80の客室と7つのレストランを擁するこのホテルの中でも、SUMIはとりわけ独自の体験を宿す場所として位置づけられている。炭火焼きという日本古来の調理法を、コンテンポラリーな解釈でゲストへ届ける。カウンター13席のみという凝縮された空間が、料理人とゲストの間に生まれる緊張と信頼を際立たせる。

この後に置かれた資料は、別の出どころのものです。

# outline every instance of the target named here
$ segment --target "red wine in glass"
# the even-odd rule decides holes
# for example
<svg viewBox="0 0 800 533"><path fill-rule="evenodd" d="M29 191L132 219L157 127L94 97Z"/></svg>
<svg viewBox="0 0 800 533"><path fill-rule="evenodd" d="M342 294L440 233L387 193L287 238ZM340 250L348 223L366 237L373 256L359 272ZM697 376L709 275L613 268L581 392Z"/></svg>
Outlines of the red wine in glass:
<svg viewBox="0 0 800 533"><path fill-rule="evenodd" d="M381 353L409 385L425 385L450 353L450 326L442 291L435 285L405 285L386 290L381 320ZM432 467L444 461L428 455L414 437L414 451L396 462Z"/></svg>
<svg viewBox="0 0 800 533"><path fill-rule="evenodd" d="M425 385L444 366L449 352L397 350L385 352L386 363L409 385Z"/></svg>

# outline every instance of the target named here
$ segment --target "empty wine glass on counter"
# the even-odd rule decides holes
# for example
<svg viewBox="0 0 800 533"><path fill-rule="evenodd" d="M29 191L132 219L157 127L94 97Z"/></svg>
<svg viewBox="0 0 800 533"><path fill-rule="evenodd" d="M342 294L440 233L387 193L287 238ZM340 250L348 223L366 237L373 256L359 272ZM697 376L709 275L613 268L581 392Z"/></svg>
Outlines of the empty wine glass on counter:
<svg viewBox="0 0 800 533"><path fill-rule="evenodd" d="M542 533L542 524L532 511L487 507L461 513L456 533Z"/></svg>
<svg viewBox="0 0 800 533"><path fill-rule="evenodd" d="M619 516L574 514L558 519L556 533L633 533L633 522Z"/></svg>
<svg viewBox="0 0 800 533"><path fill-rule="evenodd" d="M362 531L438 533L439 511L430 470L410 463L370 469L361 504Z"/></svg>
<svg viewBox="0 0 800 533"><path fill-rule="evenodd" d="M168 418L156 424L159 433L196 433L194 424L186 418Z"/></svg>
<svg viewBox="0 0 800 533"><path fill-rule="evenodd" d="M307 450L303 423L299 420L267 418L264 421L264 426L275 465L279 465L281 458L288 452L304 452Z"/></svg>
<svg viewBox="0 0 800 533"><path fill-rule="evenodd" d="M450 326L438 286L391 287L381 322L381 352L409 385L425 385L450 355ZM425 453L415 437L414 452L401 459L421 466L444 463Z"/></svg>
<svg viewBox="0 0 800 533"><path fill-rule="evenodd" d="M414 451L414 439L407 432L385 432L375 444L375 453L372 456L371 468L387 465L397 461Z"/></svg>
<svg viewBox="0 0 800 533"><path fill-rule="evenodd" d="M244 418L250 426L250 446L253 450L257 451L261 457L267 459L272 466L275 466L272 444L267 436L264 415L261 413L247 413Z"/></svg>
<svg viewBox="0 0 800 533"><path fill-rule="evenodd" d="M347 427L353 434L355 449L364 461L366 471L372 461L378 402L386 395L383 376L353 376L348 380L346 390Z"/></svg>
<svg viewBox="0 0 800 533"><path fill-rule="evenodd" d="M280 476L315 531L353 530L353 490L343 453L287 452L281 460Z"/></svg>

その場所の主役は、料理長・大塚久輝氏だ。1975年、東京生まれ。インターコンチネンタル東京ベイ「なだ万」をはじめ、パーク ハイアット東京「梢」などで日本料理の精髄を磨いた。さらに10年以上にわたり、亀有の「吟八亭 やざ和」で蕎麦にも真摯に向き合い続けたという経歴が示すように、大塚氏の料理への姿勢は、一方向ではなく、日本の食文化の奥行きを広く吸収してきたものだ。2024年のジャヌ東京開業とともに、SUMIの料理長として厨房に立つ。

引き算の美学。炭火が素材に語りかけるとき

「極力味をつけず、炭の香りを纏わせるシンプルな調理法で、素材の良さを活かす」——大塚氏が語るSUMIの哲学は、引き算の美学に貫かれている。

長崎をはじめとした各地から産直で届く旬の素材は、余計な手を加えることなく炭火へと委ねられる。炭が持つ高い燻香こそが、この厨房における最大の表現手段だ。外側はパリッと香ばしく、内側は驚くほどしっとりと——そのコントラストは、フライパンや蒸気では到達できない炭火だけの領域にある。

カウンター13席で供されるおまかせコース「燈(ともしび)」は、その哲学が凝縮された一夜だ。一皿ごとに異なる表情を見せる炭の仕事。変わりつくねに葱塩とキャビアを重ねた「炭遊び」のような遊び心ある一品から、黒毛和牛サーロインを朴葉に包んで焼き上げる豊かな一皿まで、季節と素材が物語を紡いでいく。菊芋などの根菜が持つ自然な甘みや旨みをそのままに届ける野菜料理もまた、炭火という媒介を通じて、新たな輝きを帯びる。

一方、テーブル席では「おまかせ 集(つどい)」と題したコースも展開している。季節の前菜から二段重、黒毛和牛の炭火焼、釜炊きご飯、そして炭香るデザートへと続く流れは、大切な人との「集い」を豊かに彩るために設計されている。カウンターの研ぎ澄まされた緊張感とは異なる、温かく開かれた食卓がそこにある。

五感で満たされる、一期一会の体験

SUMIが大切にしているのは、「五感で感じる体験」と、「ここでしか味わえない一期一会の世界」だ。料理と空間、そしてサービスが一体となってゲストを包み込む——それがジャヌ東京の「繋がり」というコンセプトを、最も具体的に体現している場所でもある。

海外からのゲストも多いジャヌ東京では、プレミアムワインや日本酒とのペアリングも食事の重要な一部として組み込まれている。なかでも日本酒への関心は年々高まっており、大手銘柄だけでなく、こだわりを持つ小規模な蔵の酒を選び抜いてゲストに届けることも、ホテルとしての使命として位置づけられている。SUMIのカウンターでは、選び抜かれた日本酒が、炭火料理の繊細な香りや旨みと静かに響き合う。ある夜のコラボレーションディナーでは、日本酒ブランドMINAKIとの特別な一夜が設けられ、料理と酒が織りなす多層的な体験が生まれた。

サステナビリティへの視点もSUMIの料理哲学に息づいている。食材の未活用な部分にも価値を見出し、創造性を持って料理に組み込む姿勢は、大塚氏が「伝統と革新の調和」と表現するSUMIのあり方そのものだ。

炭火の余韻が、記憶になる夜

食事を終えてホテルを後にするとき、炭の香りがどこかに残っているような感覚がある。それは錯覚かもしれないが、SUMIで過ごした時間がそれほど深く身体に刻まれたということでもある。

料理と酒、空間と人との繋がりが生む豊かさ——大塚料理長が言葉を選びながら語ったその一文が、SUMIという場所の本質を最もよく言い表している。炭火は、素材に語りかけ、空気に香りを宿し、そしてその夜だけの記憶をゲストの中に残していく。

東京タワーを望む麻布台の夜、「SUMI」のカウンターに腰を下ろすとき、それはただの食事ではなく、日本の美意識と出会うための旅の入口になる。